The When Worlds Collide Festival in Calgary this past weekend was a unqualified success. The consensus of those attending was that it was the best SF convention since Context’91. I highly recommend the convention to any writer, editor, or publisher who can make it next year. (The pilot convention this year focused on SF and some Romance writing, but will be expanded to include all genre’s next year.) It is starting to shape up as the best Canadian venue to network with fellow genre authors, editors and small press publishers.

As a senior editor at Five River Books, I was asked to participated on two panels, a blue pencil cafe, and hold a public pitch session. [I also did three author readings — two related to the Tesseracts 15 book launch, and one (with Alberta poet Bob Stallworthy) an excerpt from my upcoming novel.]


Robert Runté reading from “Split Decision” at Edge book launch, When Words Collide Festival, August 14, 2011 (Photo John Archer)

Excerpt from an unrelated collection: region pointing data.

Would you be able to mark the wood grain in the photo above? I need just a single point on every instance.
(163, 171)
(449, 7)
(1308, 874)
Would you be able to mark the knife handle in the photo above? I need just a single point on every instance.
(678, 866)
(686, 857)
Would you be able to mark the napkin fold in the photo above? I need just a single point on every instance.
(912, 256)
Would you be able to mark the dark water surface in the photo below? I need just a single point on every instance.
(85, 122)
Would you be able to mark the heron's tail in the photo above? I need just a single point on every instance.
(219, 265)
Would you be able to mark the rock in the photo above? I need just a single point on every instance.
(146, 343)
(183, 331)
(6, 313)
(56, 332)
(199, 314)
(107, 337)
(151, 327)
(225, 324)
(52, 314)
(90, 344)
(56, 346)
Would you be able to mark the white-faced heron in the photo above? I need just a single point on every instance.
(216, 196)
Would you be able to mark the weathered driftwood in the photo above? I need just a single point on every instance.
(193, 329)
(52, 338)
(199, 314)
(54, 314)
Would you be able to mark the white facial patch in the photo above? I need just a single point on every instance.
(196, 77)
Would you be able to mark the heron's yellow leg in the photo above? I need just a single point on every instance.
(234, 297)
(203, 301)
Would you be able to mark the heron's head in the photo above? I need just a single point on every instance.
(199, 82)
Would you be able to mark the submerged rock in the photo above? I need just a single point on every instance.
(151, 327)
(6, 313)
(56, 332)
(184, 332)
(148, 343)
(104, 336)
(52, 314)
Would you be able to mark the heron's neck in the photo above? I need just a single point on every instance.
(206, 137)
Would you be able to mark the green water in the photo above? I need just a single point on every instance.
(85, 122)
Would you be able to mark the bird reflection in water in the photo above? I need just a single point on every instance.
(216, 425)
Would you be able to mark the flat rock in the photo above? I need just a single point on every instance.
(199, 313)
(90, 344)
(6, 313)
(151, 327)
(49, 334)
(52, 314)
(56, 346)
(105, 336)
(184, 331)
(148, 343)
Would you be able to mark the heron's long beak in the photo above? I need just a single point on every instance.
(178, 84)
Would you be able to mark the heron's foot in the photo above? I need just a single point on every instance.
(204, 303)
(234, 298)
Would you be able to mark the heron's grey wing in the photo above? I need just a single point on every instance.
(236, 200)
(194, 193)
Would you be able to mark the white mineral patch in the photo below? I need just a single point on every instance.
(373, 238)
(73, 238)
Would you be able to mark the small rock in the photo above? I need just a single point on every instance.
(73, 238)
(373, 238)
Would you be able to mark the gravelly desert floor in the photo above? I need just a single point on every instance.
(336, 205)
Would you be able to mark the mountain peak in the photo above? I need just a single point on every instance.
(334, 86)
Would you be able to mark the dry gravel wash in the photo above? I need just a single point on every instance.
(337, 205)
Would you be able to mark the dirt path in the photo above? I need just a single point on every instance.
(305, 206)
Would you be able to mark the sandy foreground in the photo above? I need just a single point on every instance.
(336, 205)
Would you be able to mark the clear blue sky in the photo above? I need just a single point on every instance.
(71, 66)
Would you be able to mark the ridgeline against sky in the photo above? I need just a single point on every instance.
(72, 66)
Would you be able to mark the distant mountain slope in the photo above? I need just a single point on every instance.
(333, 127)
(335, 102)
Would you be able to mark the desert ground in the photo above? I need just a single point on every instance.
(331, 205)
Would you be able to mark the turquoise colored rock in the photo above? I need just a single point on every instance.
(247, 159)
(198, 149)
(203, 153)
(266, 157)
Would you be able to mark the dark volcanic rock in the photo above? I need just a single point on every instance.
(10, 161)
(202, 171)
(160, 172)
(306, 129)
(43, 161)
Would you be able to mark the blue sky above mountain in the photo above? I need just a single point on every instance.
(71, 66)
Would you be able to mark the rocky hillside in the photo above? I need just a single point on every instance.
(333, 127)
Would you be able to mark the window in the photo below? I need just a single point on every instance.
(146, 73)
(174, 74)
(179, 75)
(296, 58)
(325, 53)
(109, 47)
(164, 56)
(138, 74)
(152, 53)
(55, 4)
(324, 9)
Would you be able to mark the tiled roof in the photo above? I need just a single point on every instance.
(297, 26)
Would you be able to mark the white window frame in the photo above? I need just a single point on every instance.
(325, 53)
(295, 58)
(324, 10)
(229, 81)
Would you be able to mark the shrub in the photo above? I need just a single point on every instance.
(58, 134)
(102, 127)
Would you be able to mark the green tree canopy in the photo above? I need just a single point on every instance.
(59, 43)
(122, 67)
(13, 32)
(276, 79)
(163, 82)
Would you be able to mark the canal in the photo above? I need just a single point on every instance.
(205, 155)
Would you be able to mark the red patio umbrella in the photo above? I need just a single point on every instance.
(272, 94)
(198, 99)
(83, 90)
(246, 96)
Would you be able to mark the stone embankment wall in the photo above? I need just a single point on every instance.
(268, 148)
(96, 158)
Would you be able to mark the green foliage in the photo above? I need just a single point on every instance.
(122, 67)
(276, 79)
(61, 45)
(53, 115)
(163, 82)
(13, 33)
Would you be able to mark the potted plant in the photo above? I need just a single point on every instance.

As a working convention, it paid off in spades: I spent an evening working with Michell Plested on his book, the equivalent of a month’s worth of back and forth emails compressed into a single working dinner; I worked out tentative deals with two other authors, and made the initial approach to several others as possibilities; listened to novel pitches from a half dozen authors at the public pitch session and encouraged one of them to email a full submission. (A couple of the others were promising, but not subgenres in which Five River’s would be interested; hopefully I was able to provide useful feedback on how to refine their pitches when approaching other publishers). I attended a half dozen readings, most notably those by Susan Forest, Susan MacGregor, and Bob Stallworthy, any of which were worth the price of admission alone; there were a half dozen book launches; dozens of interesting panels (see program) and workshops; and an unparalleled networking opportunity.

If this year’s event was any indication, I highly recommend next year’s WWC Festival to any writers (or serious minded readers) as a great venue to meet/do deals with editors and publishers, to find out what is happening in the field, and to take in some great workshops/panels etc.